C'est dans cet esprit de réconciliation et de mémoire que Karina Reek a conçu et réalisé l'œuvre intitulée "Le Rebelle de la Paix" (ο "Αντάρτης της Ειρήνης"). En tant que sculptrice paysagiste, elle a passé deux ans sur le plateau de Nida, travaillant en étroite collaboration avec des ouvriers locaux d'Anogeia pour donner vie à sa vision. Ce monument unique est construit à partir de 5 000 pierres provenant de la région environnante, chaque pierre portant en elle un fragment de l'histoire et de la géologie crétoise. La particularité la plus frappante du "Rebelle de la Paix" est sa conception : il n'est visible que depuis les airs, soit par des aéronefs survolant directement la zone, soit par satellite. Cette caractéristique confère à l'œuvre une dimension symbolique supplémentaire, la transformant en un message universel de paix et de réconciliation, visible uniquement d'une perspective élevée, comme si le message était destiné à l'humanité dans son ensemble.

Au-delà de cette sculpture monumentale, Karina Reek a également consigné ses réflexions et ses recherches dans un livre. Cet ouvrage est dédié à la mémoire de la résistance crétoise contre les forces d'occupation allemandes entre 1941 et 1945. À travers ses écrits, elle cherche à honorer le courage et la résilience du peuple crétois face à l'adversité, tout en offrant une perspective personnelle et artistique sur cette période sombre de l'histoire. Son travail, qu'il soit sculptural ou littéraire, témoigne de son profond respect pour l'histoire et la culture de la Crète, et de son engagement à promouvoir la paix et la compréhension entre les peuples.
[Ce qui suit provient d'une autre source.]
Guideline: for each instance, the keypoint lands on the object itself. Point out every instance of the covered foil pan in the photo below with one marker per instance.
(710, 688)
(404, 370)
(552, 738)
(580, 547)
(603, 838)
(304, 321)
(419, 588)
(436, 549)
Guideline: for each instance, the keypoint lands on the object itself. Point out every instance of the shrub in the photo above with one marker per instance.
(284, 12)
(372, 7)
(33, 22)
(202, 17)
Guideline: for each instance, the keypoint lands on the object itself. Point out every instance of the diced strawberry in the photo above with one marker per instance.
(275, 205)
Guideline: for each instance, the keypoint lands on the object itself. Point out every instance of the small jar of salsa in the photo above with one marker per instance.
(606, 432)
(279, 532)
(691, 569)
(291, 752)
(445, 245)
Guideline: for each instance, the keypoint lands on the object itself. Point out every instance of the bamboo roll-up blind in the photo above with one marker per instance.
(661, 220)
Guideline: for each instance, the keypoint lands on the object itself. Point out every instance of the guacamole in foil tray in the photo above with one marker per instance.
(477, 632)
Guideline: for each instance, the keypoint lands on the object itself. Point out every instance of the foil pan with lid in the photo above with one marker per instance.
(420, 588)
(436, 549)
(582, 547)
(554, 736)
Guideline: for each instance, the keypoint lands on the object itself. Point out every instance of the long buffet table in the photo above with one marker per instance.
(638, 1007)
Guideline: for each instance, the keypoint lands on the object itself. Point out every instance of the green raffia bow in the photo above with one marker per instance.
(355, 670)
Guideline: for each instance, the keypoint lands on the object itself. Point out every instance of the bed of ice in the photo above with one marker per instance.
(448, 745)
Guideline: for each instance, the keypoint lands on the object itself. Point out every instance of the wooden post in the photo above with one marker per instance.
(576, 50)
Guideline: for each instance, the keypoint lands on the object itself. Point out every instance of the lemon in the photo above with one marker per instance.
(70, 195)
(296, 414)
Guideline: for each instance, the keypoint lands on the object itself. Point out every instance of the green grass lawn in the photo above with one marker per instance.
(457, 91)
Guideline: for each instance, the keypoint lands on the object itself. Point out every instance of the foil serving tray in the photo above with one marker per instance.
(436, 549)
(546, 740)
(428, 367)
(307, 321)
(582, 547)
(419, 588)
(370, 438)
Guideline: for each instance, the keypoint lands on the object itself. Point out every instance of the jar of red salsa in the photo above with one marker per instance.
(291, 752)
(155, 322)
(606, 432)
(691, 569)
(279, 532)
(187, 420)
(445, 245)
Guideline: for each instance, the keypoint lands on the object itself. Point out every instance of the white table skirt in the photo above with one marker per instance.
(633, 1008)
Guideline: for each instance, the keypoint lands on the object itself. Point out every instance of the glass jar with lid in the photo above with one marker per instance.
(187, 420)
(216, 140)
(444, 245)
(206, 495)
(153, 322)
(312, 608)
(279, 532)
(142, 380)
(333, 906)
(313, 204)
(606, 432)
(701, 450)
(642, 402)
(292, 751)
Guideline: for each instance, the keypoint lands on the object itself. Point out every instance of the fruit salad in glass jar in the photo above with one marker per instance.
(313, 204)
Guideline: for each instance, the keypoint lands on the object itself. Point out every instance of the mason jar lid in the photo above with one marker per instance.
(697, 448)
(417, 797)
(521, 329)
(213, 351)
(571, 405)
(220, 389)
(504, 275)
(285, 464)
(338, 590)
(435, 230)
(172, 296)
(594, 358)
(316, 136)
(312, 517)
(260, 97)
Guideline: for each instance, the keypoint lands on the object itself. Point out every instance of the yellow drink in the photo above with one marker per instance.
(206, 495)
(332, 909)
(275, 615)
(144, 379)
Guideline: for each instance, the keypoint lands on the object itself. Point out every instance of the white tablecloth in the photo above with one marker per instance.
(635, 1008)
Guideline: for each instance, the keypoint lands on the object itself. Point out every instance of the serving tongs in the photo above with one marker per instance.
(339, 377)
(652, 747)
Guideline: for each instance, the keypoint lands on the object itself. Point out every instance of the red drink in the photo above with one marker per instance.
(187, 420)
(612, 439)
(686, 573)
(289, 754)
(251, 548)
L'héritage d'une vie dédiée à l'art et à la mémoire

La présence de Karina Reek au festival de Margarites, et la manière dont elle a été honorée par la communauté locale, soulignent l'impact de son travail et de sa personnalité. Sa vie est un témoignage de la façon dont l'art peut transcender les frontières et les conflits historiques, en créant des ponts entre les cultures et en favorisant la compréhension mutuelle. Son parcours, de muse de Dalí à sculptrice paysagiste engagée, illustre une quête incessante de sens et de beauté. Le "Rebelle de la Paix" n'est pas seulement une œuvre d'art ; c'est un symbole puissant de pardon et de mémoire, un rappel que même après les périodes les plus sombres, la réconciliation et la paix sont possibles. En étant célébrée de manière si vivante et spontanée par les habitants de Margarites, Karina Reek incarne l'esprit de la Crète, une île où l'histoire, la culture et la tradition se mêlent pour créer une expérience humaine unique.
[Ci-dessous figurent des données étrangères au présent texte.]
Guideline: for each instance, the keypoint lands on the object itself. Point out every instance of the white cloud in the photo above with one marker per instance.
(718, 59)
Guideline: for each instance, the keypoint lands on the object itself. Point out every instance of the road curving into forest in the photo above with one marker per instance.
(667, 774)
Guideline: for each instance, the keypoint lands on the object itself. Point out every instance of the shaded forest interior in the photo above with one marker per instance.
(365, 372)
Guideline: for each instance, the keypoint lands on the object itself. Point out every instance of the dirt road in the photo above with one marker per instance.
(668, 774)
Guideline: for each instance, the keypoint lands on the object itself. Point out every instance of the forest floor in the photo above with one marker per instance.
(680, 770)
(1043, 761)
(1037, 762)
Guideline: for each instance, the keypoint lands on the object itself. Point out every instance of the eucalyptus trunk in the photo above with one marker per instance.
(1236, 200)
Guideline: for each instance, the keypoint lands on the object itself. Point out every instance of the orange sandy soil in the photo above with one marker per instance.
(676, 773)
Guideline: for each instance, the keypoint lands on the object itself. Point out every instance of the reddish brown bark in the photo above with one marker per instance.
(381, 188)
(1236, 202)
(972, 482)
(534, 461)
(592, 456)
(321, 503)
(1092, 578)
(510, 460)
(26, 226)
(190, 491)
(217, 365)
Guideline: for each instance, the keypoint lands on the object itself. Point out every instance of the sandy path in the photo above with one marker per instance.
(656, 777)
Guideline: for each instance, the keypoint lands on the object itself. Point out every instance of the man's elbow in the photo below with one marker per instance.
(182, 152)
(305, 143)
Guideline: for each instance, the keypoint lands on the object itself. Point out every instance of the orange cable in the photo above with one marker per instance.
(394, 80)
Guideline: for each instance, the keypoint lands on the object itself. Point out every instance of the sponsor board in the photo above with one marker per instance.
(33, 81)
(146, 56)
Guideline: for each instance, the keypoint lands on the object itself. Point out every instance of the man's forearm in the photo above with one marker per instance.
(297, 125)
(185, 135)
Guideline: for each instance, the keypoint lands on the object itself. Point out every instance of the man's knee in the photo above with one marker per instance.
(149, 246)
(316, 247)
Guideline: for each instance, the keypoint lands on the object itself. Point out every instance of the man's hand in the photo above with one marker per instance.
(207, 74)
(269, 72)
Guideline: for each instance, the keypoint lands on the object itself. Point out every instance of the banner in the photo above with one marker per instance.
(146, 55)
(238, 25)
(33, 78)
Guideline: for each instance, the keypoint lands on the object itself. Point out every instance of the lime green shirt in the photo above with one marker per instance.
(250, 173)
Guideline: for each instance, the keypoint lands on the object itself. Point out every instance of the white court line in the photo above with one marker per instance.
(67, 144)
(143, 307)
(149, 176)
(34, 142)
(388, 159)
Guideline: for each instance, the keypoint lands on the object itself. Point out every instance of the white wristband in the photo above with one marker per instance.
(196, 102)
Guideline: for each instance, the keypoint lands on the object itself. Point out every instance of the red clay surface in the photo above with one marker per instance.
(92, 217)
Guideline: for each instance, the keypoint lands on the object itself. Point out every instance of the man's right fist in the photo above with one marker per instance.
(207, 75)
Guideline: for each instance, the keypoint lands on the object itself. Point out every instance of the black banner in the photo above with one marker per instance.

Son histoire résonne comme un appel à la réflexion sur la manière dont les individus peuvent contribuer à la guérison des blessures du passé et à la construction d'un avenir plus harmonieux. La scène du festival, bien que légère et joyeuse en apparence, portait en elle le poids d'une histoire complexe et la lumière d'un engagement artistique et humain exceptionnel. Karina Reek, à 90 ans, continue d'inspirer, prouvant que l'âge n'est pas une barrière à la créativité et à l'impact social. Son héritage, ancré dans la terre crétoise et visible du ciel, continuera de parler aux générations futures, rappelant l'importance de la paix, de la mémoire et de l'art comme vecteurs de changement et de réconciliation.